Miriam Al Adib Mendiri and Diana Al Azem, authors of Cuando la cigüeña empezó a ver porno (When the stork started watching porn; Alienta Editorial, 2025), explain to EL PAÍS that the eroticization of violence, and in particular erotic asphyxiation, is no longer fringe behavior, and that today’s young people get less of their sexual education at home or at school, but rather from TV and pornography. “These practices are represented in contexts of glamour, desire and transgression, which contributes to their normalization. Also, we are living in a society that constantly looks for the extreme and the impactful, and that is also reflected in the sexual,” the authors say, before warning that erotic asphyxiation can be lethal. “The line between arousal and real suffocation is very thin. Normalizing it can lead adolescents and young people to try it without being aware of its physical risks: cerebral injuries, arrhythmias and sudden death. There is also the emotional risk of confusing violence with desire and learning that to give pleasure, you have to put the other person’s life in danger.”

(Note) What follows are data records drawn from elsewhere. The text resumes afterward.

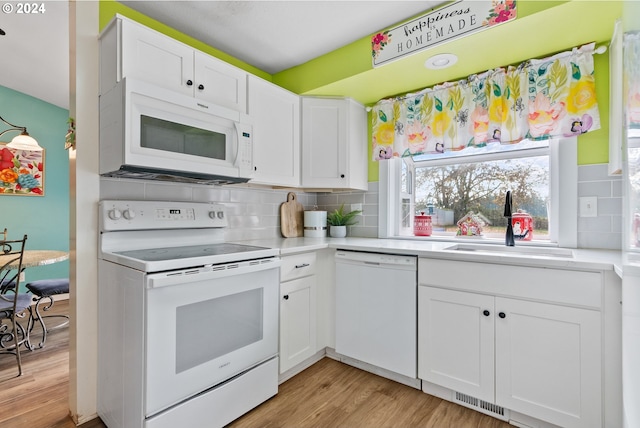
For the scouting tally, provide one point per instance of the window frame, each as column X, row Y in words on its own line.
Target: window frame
column 563, row 191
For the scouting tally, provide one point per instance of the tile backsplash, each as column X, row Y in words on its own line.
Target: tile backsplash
column 254, row 212
column 605, row 230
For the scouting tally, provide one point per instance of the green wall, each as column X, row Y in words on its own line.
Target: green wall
column 45, row 219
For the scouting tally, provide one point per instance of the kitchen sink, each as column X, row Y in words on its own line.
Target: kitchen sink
column 564, row 253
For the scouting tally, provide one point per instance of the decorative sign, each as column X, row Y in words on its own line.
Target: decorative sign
column 458, row 19
column 21, row 172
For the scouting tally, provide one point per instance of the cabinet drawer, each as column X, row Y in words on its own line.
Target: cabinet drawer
column 297, row 266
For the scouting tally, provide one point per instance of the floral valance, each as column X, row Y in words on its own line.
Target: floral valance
column 538, row 99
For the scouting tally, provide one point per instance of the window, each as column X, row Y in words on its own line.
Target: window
column 474, row 182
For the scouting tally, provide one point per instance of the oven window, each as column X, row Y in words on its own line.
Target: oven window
column 213, row 328
column 178, row 138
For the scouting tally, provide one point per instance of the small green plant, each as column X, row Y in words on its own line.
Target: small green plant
column 339, row 218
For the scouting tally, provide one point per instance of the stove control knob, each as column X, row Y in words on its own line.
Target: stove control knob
column 129, row 214
column 115, row 214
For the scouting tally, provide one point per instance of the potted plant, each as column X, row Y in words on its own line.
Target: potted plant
column 339, row 220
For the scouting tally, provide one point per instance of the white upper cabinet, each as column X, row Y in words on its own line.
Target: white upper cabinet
column 334, row 144
column 219, row 82
column 129, row 49
column 275, row 113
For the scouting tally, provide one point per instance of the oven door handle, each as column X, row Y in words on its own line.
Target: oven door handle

A community has sprung up under the hashtag #KinkTok that speaks openly about BDSM sex and that the experts consulted for this article think generates awareness and rapid normalization without offering a critical look at the widespread adoption of such practices. Dominatrix Veronika Kestral explained to Mashable that, although it’s not ethical to teach physical technique on TikTok, people do so all the time. “Some of this stuff is actually harmful. Some of it is physically dangerous,” she says.

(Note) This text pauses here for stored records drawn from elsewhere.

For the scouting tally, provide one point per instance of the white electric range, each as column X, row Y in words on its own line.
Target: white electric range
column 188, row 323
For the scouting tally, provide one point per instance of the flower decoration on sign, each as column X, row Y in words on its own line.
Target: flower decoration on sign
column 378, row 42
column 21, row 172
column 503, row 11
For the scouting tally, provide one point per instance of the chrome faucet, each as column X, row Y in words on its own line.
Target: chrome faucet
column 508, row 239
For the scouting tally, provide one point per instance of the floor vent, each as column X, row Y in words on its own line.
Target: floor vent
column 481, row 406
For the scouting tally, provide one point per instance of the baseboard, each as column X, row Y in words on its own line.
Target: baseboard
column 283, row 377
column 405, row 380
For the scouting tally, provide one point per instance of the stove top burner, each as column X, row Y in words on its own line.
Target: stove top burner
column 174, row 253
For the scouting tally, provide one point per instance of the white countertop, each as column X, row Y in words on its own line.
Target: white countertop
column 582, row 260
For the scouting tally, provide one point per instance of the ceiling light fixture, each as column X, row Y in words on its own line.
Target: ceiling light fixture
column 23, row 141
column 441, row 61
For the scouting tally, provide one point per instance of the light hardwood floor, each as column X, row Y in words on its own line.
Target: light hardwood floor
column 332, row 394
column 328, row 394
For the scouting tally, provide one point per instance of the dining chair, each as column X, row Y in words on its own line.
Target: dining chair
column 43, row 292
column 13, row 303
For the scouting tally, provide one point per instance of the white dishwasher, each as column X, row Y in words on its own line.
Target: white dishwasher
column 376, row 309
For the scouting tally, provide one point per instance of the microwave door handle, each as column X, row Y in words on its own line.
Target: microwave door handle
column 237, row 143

“No one should initiate play that involves pain, restriction of body parts or, as in this case, respiration, without first consulting with the other person. It’s not safe, and we don’t know what kind of reactions might be provoked in the receiver, if they feel trapped, claustrophobic, or what kind of pain tolerance they have. If someone, just because they saw it in a porn, does it without consent, the other person should stop. And if they agree to play, set limits as to how far it can go, and which are your uncrossable red lines,” says Jiménez.

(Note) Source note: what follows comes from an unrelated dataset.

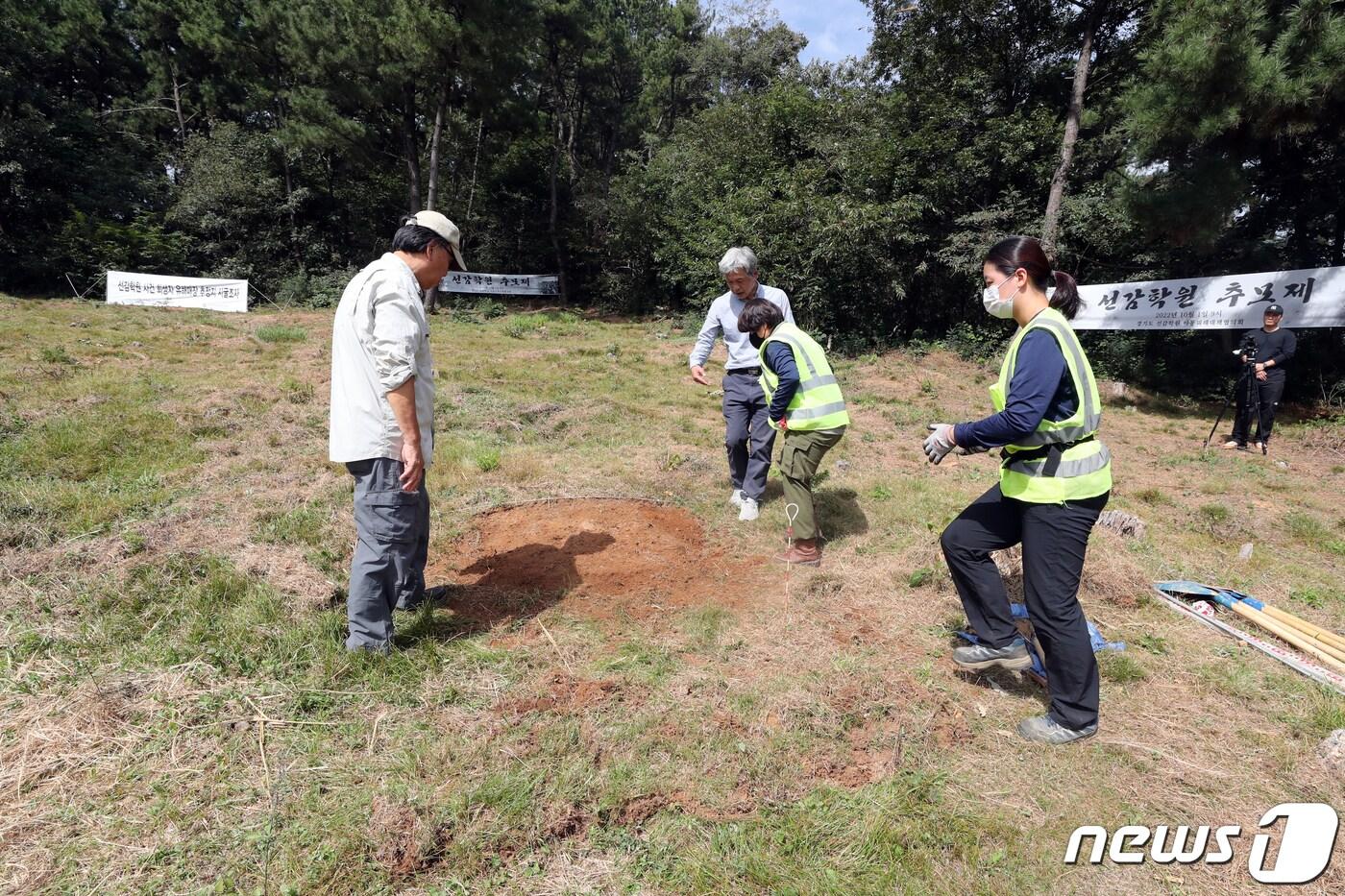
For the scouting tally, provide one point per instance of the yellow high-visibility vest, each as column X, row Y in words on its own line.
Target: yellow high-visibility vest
column 818, row 402
column 1063, row 459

To sum up, Al Adib Mendiri and Al Azem say they think it is necessary to state that porn has created a model of masculinity based on domination, resistance and aggression that many young men feel like they must embody, even if they don’t identify with it. “That can cause distress, disconnection with one’s own desires and a sexuality that is experienced more as an obligation than enjoyment. It’s important to convey that manhood doesn’t mean putting one’s partner at risk, but rather building safe, pleasurable and consensual encounters,” they say. Perhaps part of the problem is that in its fictional depictions, it’s not clear that erotic asphyxiation participants are having all that much fun.